Chime, a digital bank without a single branch, is picking up steam.
The San Francisco based start-up took about four years to reach its first million customers, crossing that threshold in May 2018 by luring users with the promise of no-fee checking and saving accounts.
This year, Chime added a million customers in roughly the last three months, reaching the 4 million mark last month, according to CEO Chris Britt.
“We are by far the fastest growing financial services company in the bank account business,” Britt said in a telephone interview. “Our members are coming to us from the big banks. We’re a 150 person company, and we’re competing with banks with a trillion dollars in assets.”
Big banks have talked about the threat from tech-powered upstarts for years, but it’s only recently that online banks like Chime have begun to make inroads. When it comes to the core activity of checking and savings accounts, lenders with huge, coast-to-coast branch networks like J.P. Morgan Chase and Bank of America have dominated in the post-financial-crisis era, but Chime appears to have carved out a niche.

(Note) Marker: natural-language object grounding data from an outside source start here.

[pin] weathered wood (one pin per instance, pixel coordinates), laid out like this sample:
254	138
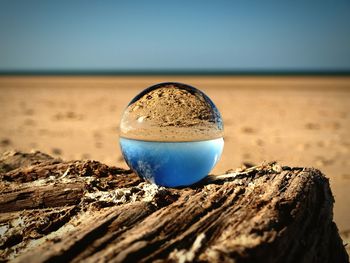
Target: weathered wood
56	211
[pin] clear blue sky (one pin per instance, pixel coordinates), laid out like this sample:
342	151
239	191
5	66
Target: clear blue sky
146	35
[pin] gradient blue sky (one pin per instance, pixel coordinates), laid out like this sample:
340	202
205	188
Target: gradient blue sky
180	35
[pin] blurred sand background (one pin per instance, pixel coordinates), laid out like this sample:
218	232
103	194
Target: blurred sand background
298	121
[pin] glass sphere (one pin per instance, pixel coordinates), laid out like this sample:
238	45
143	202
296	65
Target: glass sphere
171	134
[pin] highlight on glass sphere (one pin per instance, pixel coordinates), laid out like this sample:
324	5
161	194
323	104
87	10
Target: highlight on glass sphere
171	134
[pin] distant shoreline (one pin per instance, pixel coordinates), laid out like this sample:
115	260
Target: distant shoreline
287	73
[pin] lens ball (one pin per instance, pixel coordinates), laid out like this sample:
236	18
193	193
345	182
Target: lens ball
171	134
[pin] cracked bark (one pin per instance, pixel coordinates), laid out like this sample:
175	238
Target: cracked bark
57	211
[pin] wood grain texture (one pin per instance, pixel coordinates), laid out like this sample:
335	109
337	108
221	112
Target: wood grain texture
85	211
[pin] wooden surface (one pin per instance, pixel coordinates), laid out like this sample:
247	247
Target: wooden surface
85	211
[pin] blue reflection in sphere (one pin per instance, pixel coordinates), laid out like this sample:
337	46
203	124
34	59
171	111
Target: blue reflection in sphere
171	134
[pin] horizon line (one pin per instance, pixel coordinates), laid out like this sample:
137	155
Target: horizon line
175	72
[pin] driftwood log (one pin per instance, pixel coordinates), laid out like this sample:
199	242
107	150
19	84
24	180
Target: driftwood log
57	211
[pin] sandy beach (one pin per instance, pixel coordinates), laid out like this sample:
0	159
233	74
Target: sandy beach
297	121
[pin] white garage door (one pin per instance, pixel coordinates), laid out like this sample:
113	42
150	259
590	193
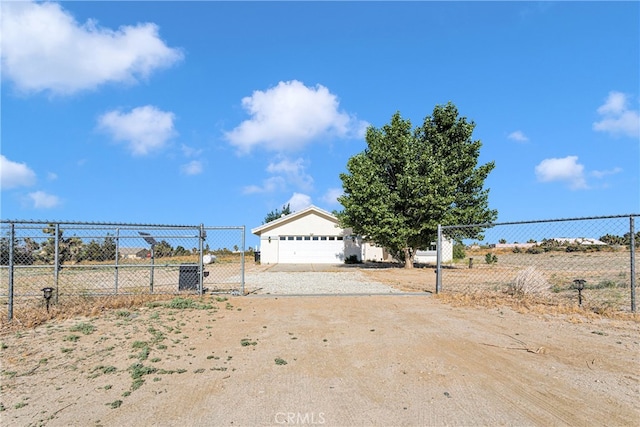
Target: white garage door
311	249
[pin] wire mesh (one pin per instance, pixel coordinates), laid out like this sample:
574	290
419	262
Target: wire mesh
585	261
75	263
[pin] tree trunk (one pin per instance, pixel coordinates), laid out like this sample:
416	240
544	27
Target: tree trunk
408	258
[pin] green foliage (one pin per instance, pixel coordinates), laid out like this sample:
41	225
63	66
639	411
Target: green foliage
276	214
407	181
459	250
84	327
490	258
352	259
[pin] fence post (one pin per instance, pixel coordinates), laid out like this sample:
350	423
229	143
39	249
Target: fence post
633	262
56	259
439	260
12	236
116	260
202	236
242	263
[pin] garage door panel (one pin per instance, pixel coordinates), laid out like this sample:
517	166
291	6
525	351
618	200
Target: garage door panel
311	251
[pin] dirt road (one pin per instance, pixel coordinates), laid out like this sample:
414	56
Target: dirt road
338	361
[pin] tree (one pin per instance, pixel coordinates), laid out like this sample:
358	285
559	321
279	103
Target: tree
407	181
275	214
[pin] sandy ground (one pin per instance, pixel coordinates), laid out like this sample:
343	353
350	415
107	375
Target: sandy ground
339	361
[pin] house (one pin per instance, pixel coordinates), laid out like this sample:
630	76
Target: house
313	236
133	253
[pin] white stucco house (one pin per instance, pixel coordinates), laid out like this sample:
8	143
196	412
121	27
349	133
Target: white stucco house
314	236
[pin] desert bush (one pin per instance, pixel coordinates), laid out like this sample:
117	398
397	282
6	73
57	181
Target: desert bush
490	258
458	251
528	281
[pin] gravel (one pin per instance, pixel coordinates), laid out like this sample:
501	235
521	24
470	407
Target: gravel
317	282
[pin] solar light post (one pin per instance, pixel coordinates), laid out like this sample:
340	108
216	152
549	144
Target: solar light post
47	294
579	285
152	242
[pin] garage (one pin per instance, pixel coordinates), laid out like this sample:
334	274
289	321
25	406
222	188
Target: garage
311	249
309	236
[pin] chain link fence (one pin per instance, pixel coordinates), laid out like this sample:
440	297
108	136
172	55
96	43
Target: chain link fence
58	265
584	261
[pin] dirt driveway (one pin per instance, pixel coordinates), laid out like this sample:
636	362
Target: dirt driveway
341	361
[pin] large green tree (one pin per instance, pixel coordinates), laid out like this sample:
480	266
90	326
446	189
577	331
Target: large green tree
407	181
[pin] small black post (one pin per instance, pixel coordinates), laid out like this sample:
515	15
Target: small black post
579	285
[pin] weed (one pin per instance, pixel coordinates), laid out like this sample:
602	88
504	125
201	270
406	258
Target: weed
115	404
184	303
138	370
84	327
490	258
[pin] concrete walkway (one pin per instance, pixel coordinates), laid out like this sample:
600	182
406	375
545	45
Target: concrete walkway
311	267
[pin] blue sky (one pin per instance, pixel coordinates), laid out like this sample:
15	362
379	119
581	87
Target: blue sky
219	112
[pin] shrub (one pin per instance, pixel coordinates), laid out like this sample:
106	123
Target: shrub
490	258
352	259
458	251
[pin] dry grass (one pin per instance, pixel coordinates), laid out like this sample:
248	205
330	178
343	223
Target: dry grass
528	281
34	315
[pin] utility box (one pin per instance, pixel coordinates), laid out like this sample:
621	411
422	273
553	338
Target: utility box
189	277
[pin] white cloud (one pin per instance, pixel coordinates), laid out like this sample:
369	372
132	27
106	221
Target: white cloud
617	118
331	196
194	167
13	174
42	200
293	171
45	48
298	202
144	129
291	115
518	136
602	174
269	185
566	170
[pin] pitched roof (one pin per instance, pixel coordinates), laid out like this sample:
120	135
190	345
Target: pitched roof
292	217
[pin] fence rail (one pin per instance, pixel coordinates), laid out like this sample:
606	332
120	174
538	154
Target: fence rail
589	261
66	263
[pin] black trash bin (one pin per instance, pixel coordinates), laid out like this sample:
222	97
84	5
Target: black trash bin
188	280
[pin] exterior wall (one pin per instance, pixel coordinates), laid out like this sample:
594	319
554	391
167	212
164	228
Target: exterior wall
269	250
431	257
306	225
371	252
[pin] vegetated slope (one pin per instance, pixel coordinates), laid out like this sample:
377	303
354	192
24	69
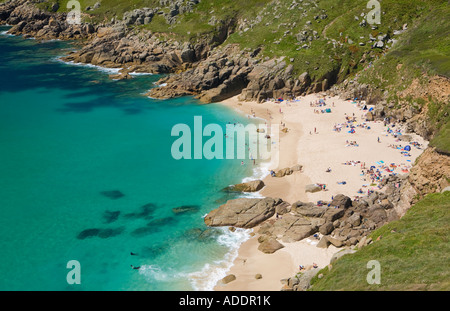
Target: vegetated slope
413	253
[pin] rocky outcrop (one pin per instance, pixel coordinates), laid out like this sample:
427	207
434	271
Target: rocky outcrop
243	212
30	21
431	172
222	75
251	186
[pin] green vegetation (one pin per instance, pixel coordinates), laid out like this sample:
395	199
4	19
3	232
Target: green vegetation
413	253
323	38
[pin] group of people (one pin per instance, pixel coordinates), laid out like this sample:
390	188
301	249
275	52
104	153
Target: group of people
351	143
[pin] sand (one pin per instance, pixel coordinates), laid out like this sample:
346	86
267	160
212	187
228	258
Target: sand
311	142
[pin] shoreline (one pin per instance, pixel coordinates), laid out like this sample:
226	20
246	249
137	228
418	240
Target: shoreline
315	152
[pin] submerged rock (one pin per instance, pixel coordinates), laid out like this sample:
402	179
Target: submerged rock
88	233
110	217
101	233
186	209
146	211
113	194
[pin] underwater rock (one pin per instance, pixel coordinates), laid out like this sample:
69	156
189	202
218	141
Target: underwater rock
110	217
113	194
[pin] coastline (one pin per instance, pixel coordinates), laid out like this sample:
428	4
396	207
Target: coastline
315	152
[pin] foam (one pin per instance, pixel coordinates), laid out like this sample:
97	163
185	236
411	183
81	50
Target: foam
100	68
206	279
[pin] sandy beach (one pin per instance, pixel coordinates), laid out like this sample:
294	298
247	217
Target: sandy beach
335	153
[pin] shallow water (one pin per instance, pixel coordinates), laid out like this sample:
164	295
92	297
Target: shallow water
86	174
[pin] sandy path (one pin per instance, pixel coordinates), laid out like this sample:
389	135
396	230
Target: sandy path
312	142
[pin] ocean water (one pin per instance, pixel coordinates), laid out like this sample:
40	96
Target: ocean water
86	174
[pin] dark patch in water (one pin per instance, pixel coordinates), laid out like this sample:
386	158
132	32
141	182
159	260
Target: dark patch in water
88	233
108	233
163	221
110	217
145	231
153	251
101	233
145	212
186	209
113	194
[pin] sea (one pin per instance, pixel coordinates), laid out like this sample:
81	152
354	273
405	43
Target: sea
87	176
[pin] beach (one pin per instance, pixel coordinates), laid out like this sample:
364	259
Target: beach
340	151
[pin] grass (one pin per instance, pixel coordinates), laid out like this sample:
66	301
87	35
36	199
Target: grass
414	253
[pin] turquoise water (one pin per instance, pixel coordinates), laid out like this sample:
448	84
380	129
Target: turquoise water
79	151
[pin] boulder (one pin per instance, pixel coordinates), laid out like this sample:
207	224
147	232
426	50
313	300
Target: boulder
270	246
251	186
312	188
242	212
331	214
307	209
354	220
340	254
335	242
186	209
323	243
326	228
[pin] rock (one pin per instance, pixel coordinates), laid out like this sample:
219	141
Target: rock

The bank focuses on millennials who make $35,000 to $70,000 a year, people who may be frustrated by fees at their brick-and-mortar lenders. That’s because this segment leans heavily on using debit cards to pay for everyday expenses while staying within budget, and Chime makes money from the swipe fees paid for by merchants.
“If you make $150,000, you may not love your bank, but you probably don’t hate it,” Britt said. “I’m not going after that consumer, the credit card rewards seeking person who wants to travel to Europe for free on points.”
A calming name
Britt attributed the bank’s growth to its referral program, which gives existing customers and new users $50 each when they sign up. For that reason, the pace of new accounts is picking up as its overall customer base swells, he said. He said the bank added 250,000 users last month and expects 300,000 this month.
Chime, whose name is meant to evoke a calming sound, was valued at $1.5 billion in March. Its 4 million customer number is far fewer than the more than 50 million digital accounts at J.P. Morgan and 37 million at Bank of America.
The start-up will likely roll out a high interest savings account at some point, as well as borrowing and investing products. The bank already allows users receiving automatic pay checks the ability to get paid two days early, and it’s working on a feature that lets users go negative in their accounts without overdraft fees.
Chime’s growth won’t be hampered by its lack of bank branches, Britt said. Customers can access 38,000 ATMs and call a help line for times when problems can’t be solved through the bank’s mobile app.
“The notion that you have to do it all physically and rent retail space to do that, I don’t think that’s the way a 30-year-old would see the world,” Britt said. “Maybe for my mom.”